The FANTOM consortium is an international collaborative research project initiated and organized by the RIKEN Omics Science Center. In earlier FANTOM efforts we cloned and annotated 103,000 full-length cDNAs from mouse and distributed them to researchers throughout the world. FANTOM1-3 focused on identifying the transcribed components of mammalian cells. This work improved estimates of the total number of genes and their alternative transcript isoforms in both human and mouse, expanded gene families, and revealed that a large fraction of the transcriptome is non-coding. In addition, with the development of Cap Analysis of Gene Expression (CAGE) FANTOM3 could map a large fraction of transcription start sites and revise our models of promoter structure. This updated web resource provides the previous FANTOM results mapped to current genome builds and presents the results of FANTOM4.

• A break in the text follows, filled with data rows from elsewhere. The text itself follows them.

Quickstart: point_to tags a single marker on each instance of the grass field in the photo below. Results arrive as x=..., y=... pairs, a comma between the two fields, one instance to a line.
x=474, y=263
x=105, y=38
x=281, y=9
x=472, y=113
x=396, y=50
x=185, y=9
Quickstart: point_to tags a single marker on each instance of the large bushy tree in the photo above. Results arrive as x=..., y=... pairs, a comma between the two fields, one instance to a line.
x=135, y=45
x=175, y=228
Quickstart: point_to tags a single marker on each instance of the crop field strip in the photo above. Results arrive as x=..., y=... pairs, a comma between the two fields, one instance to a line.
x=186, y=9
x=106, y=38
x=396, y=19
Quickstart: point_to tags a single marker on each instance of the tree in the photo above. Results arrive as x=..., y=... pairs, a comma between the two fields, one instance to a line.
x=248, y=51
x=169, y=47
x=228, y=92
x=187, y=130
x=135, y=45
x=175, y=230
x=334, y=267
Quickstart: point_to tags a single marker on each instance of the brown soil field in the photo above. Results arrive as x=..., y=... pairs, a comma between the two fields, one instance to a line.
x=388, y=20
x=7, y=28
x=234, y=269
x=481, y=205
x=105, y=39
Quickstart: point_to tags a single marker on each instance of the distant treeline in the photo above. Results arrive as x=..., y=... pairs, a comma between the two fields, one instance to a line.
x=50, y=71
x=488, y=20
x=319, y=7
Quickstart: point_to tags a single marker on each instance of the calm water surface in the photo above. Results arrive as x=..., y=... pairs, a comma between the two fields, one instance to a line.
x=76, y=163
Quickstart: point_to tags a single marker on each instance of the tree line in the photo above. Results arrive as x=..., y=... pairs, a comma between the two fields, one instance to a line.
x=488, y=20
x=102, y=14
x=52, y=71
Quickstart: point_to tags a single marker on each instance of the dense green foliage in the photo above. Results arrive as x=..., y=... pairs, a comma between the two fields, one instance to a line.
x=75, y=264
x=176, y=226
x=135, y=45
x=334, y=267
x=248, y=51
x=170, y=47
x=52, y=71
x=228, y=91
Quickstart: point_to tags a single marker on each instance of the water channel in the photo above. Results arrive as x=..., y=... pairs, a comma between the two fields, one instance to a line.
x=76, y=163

In FANTOM4 the focus has changed to understanding how these components work together in the context of a biological network. Using deepCAGE (deep sequencing with CAGE) we monitored the dynamics of transcription start site (TSS) usage during a time course of monocytic differentiation in the acute myeloid leukemia cell line THP-1. This allowed us to identify active promoters, monitor their relative expression and define relevant regions for carrying out transcription factor binding site predictions. Computational methods were then used to build a network model of gene expression in this leukemia and the transcription factors key to its regulation. This work gives the first picture of the wiring between genes involved in acute myeloid leukemia and provides a strategy for identifying key factors that determine cell fates.
In addition to the network, FANTOM4 data was used in two additional analyses. The first identified a novel class of short RNAs associated with transcription start sites and the second focused on the role of repetitive element expression in the transcriptome.

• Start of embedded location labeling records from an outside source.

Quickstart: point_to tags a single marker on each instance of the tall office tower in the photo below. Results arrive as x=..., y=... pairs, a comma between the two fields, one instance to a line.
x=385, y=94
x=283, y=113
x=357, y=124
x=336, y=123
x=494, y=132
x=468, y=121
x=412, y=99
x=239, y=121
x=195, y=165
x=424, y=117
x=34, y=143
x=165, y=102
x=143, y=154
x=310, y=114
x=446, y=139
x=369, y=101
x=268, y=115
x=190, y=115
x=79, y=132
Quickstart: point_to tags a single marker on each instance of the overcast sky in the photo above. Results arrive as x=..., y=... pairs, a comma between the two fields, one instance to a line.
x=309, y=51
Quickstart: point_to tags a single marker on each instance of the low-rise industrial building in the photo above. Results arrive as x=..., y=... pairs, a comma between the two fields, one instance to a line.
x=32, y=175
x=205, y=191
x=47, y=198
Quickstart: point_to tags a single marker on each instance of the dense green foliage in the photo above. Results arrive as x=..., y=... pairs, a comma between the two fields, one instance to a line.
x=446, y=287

Genome Browser: graphical display of genomic features, such as promoters, exon structures, H3K9 acetylation, transcription factors positioning on the genome, coupled with gene and promoter activities.

EdgeExpressDB: regulatory interactions, such as transcriptional regulation, post-transcriptional silencing with miRNA, and PPI, coupled with gene and promoter activities.

SwissRegulon: FANTOM4 TF regulation is predicted using Motif Activity Response Analysis (MARA) developed by Erik van Nimwegen at Biozentrum. Follow the link to carry out MARA on your own dataset.

Custom Tracks on the UCSC Genome Browser: FANTOM4 tracks on the UCSC Genome Browser Database.

The RIKEN integrated database of mammals: Integration of FANTOM4 data with other mammalian resources, in particular, produced by RIKEN.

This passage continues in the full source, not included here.